7/03/2013 : Journée de la femme au Congrès

Comme chacun le sait, la journée internationale de la femme est célébrée chaque année le 8 mars. A cette occasion, le congrès de la Nouvelle Calédonie a souhaité mettre ses élues à l’honneur, en organisant une journée de réflexion et d’échanges sur la situation des femmes dans notre pays.

Dans la mesure où les élues ont été très sollicitée le 8 mars, il est apparu opportun au président du Congrès d’organiser cette journée la veille de la journée internationale de la femme.

Durant ce jeudi 7 mars, les élues ont travaillé en atelier sur trois thématiques : femmes et violence, femmes et travail, femmes et famille. À charge pour elles de proposer des textes, de faire des propositions ou de fixer des orientations.

À l’issue de cette journée, le président du congrès a convié l’ensemble des élus à une séance publique, en présence du gouvernement et de diverses personnalités invitées, afin que soient restituées les mesures que les élues estimaient nécessaires d’examiner, en vue d’améliorer la condition féminine en Nouvelle-Calédonie.

Ces propositions (publiées en annexe) seront transmises au gouvernement qui sera chargé de préparer les projets de textes correspondants.
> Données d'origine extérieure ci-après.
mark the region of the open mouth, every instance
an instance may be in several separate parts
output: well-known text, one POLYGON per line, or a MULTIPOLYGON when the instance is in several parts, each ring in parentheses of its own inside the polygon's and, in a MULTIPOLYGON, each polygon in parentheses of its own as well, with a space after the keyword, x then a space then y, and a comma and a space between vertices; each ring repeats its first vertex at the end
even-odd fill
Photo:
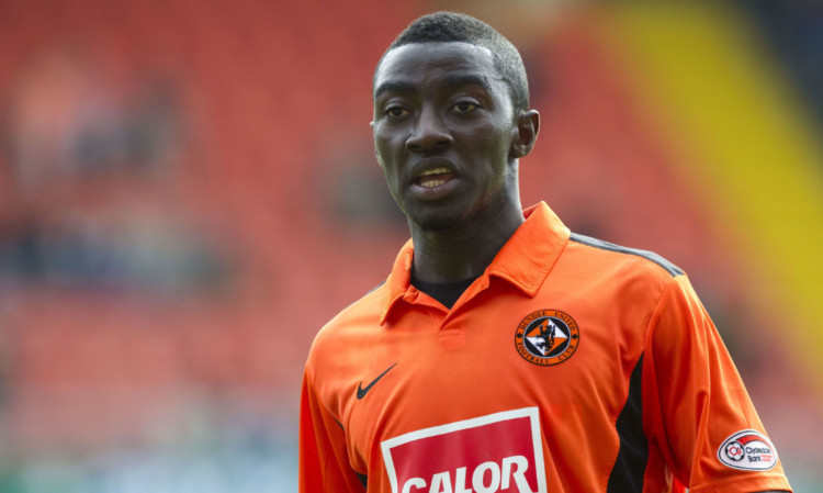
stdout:
POLYGON ((446 184, 452 178, 453 175, 448 169, 435 168, 424 171, 420 177, 417 178, 416 183, 422 188, 436 188, 446 184))

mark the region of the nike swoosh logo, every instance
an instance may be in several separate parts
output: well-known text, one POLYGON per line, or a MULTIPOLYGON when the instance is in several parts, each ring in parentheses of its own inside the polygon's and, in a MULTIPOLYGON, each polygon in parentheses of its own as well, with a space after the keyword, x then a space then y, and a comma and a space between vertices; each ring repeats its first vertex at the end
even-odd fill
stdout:
POLYGON ((397 363, 394 363, 391 367, 386 368, 386 371, 380 373, 377 376, 377 378, 374 379, 374 380, 372 380, 372 382, 370 384, 365 385, 365 388, 362 386, 363 382, 359 382, 358 383, 358 400, 361 400, 361 399, 365 397, 365 394, 368 394, 369 391, 372 390, 372 386, 374 386, 374 384, 377 383, 380 381, 380 379, 382 379, 386 373, 388 373, 388 370, 391 370, 392 368, 394 368, 396 366, 397 366, 397 363))

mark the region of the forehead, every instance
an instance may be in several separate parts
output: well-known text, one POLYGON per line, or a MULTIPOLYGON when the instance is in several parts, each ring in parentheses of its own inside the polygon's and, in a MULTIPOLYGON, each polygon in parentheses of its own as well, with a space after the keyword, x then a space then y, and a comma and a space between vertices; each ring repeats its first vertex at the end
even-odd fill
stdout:
POLYGON ((412 43, 390 51, 374 77, 374 98, 398 88, 424 90, 448 81, 477 81, 486 89, 503 81, 488 48, 469 43, 412 43))

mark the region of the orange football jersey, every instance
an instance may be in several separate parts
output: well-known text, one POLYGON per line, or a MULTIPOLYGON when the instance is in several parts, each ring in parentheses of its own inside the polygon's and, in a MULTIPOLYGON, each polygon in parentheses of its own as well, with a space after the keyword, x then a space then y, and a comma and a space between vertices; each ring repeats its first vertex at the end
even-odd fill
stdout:
POLYGON ((683 271, 525 214, 451 310, 409 242, 319 332, 301 492, 790 491, 683 271))

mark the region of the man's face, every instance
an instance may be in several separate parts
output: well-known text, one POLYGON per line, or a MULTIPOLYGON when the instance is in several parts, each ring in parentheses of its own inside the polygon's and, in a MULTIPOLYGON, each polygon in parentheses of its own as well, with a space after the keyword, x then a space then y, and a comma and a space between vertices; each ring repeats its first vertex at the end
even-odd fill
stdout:
POLYGON ((422 43, 388 52, 374 80, 372 128, 388 189, 413 225, 442 231, 512 200, 519 208, 518 128, 488 49, 422 43))

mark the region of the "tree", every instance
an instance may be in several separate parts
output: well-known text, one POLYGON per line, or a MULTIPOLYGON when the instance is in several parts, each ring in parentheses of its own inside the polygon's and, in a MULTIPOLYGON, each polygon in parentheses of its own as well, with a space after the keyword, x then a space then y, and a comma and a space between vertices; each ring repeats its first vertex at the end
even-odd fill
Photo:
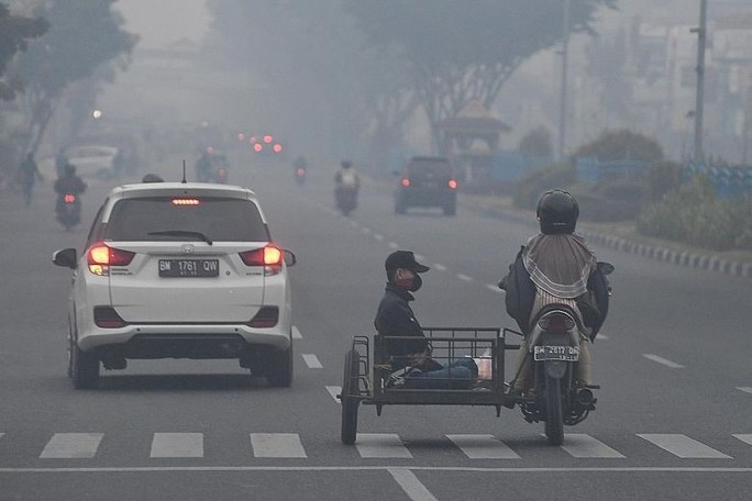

Ces textes seront ensuite examinés par la commission des droits de la femme et de la famille, créée en début d’année dans le cadre de la refonte du règlement intérieur du congrès de la Nouvelle-Calédonie, puis adoptés en séance publique.

 Discours de M. Gérard POADJA,

Président du congrès de la Nouvelle-Calédonie

 Je voudrais, tout d’abord, vous remercier, tous, d’être présents aujourd’hui, au congrès de la Nouvelle-Calédonie, pour cette réunion importante de notre assemblée.

Je voudrais, surtout, remercier les élues femmes qui ont travaillé avec beaucoup d’ardeur et de conviction, toute la journée, pour faire émerger des mesures destinées à améliorer la condition des femmes en Nouvelle-Calédonie.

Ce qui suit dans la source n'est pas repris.